Welcome back, John. We missed you.


Women are in fact playing golf this time of year, some of them anyway, on the Cactus Tour, a pro tour for women in the greater Phoenix area. Paige Mackenzie, an exempt player on the LPGA, teamed with her brother Brock to finish second in the Guys & Dolls, the season opener. LPGA members Stephanie Louden and Louise Friberg are entered in a Cactus Tour event this week.

The LPGA, meanwhile, is still more than two weeks from playing its season opener, the Honda PTT LPGA Thailand. The LPGA does not play an event in the U.S. until the LPGA Classic Presented by J Golf in late March.


From Daly, regarding his biographical information on "can the pgatour twitter site please send message to chg my weight to 187 from 220? PLEASE!"

Comment: Prior to his dramatic weight loss, Daly's biography in the PGA Tour Guide also listed his weight as 220, when in fact it was in the neighborhood of 300. Was he clamoring for accuracy then?


"It's cheating, and I'm appalled Phil has put it in play." Scott McCarron on the Ping Eye 2 wedge that Phil Mickelson used at the Farmers Insurance Open.


Northern Trust Open at Riviera Country Club in Pacific Palisades, Calif.
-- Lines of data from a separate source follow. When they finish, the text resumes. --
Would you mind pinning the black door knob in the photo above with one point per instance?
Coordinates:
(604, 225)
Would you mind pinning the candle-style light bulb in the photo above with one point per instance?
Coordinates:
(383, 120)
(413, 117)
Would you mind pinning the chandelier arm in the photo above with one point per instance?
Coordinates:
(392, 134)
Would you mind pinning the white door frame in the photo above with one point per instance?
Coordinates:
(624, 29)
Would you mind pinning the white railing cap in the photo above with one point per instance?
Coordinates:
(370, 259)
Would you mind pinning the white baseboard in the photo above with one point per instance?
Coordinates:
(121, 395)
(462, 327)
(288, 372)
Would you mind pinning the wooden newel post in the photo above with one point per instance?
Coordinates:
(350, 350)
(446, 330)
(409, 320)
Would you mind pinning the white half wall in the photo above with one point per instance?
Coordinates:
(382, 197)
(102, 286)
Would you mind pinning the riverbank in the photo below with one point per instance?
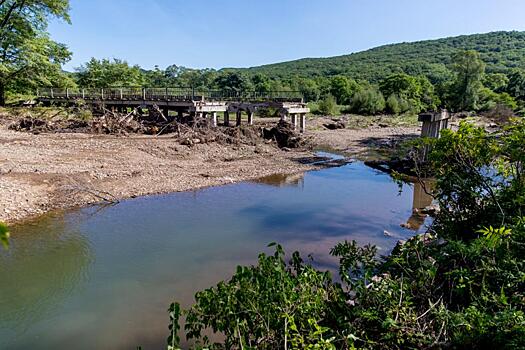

Defending champion Phil Mickelson. Omega Dubai Desert Classic at Emirates GC, Dubai, United Arab Emirates.

Story lines:

Padraig Harrington is playing the Northern Trust Open, his first start of the season and a sneak preview as to whether the swing changes that had begun to pay dividends late last year will carry over to a new season. Also entered is Japan's Ryo Ishikawa.

Tom Watson, 60, coming off a Champions Tour victory over Fred Couples in the Mitsubishi Electric Championship at Hualalai, is dropping down an age group and playing in the Omega Dubai Desert Classic.


Honesty is an endangered species in sports, not that athletes are necessarily lying. Most simply aren't interested in sharing thoughts that some might find disagreeable. Boring trumps provocative in sports.

McCarron is among the exceptions, a notable one this week. Though he should have avoided introducing cheating into the wedge controversy, say this for him: you'll never come away wondering what he's really thinking.

Two players of note, Anthony Kim and Kenny Perry, each has played a tournament in the Middle East in the last two weeks, forgoing playing PGA Tour events with anemic fields. One cited a protracted desire to visit that part of the world, the other claiming a mid-life wish to see more of the world.

Maybe so. But Ian Poulter, via Twitter, offered an illustration of what is involved by way of travel to see the Middle East: "On Qatar airways on my way home, 15hr flight to JFK then flying to Orlando." One day going, one day coming, to spend one week in a foreign desert, most of it spent at the golf course.

Wouldn't it be refreshing for an American accepting an appearance fee to play, say, in the Middle East, in a tournament opposite a PGA Tour event, simply to acknowledge the real reason he was doing so, for the money?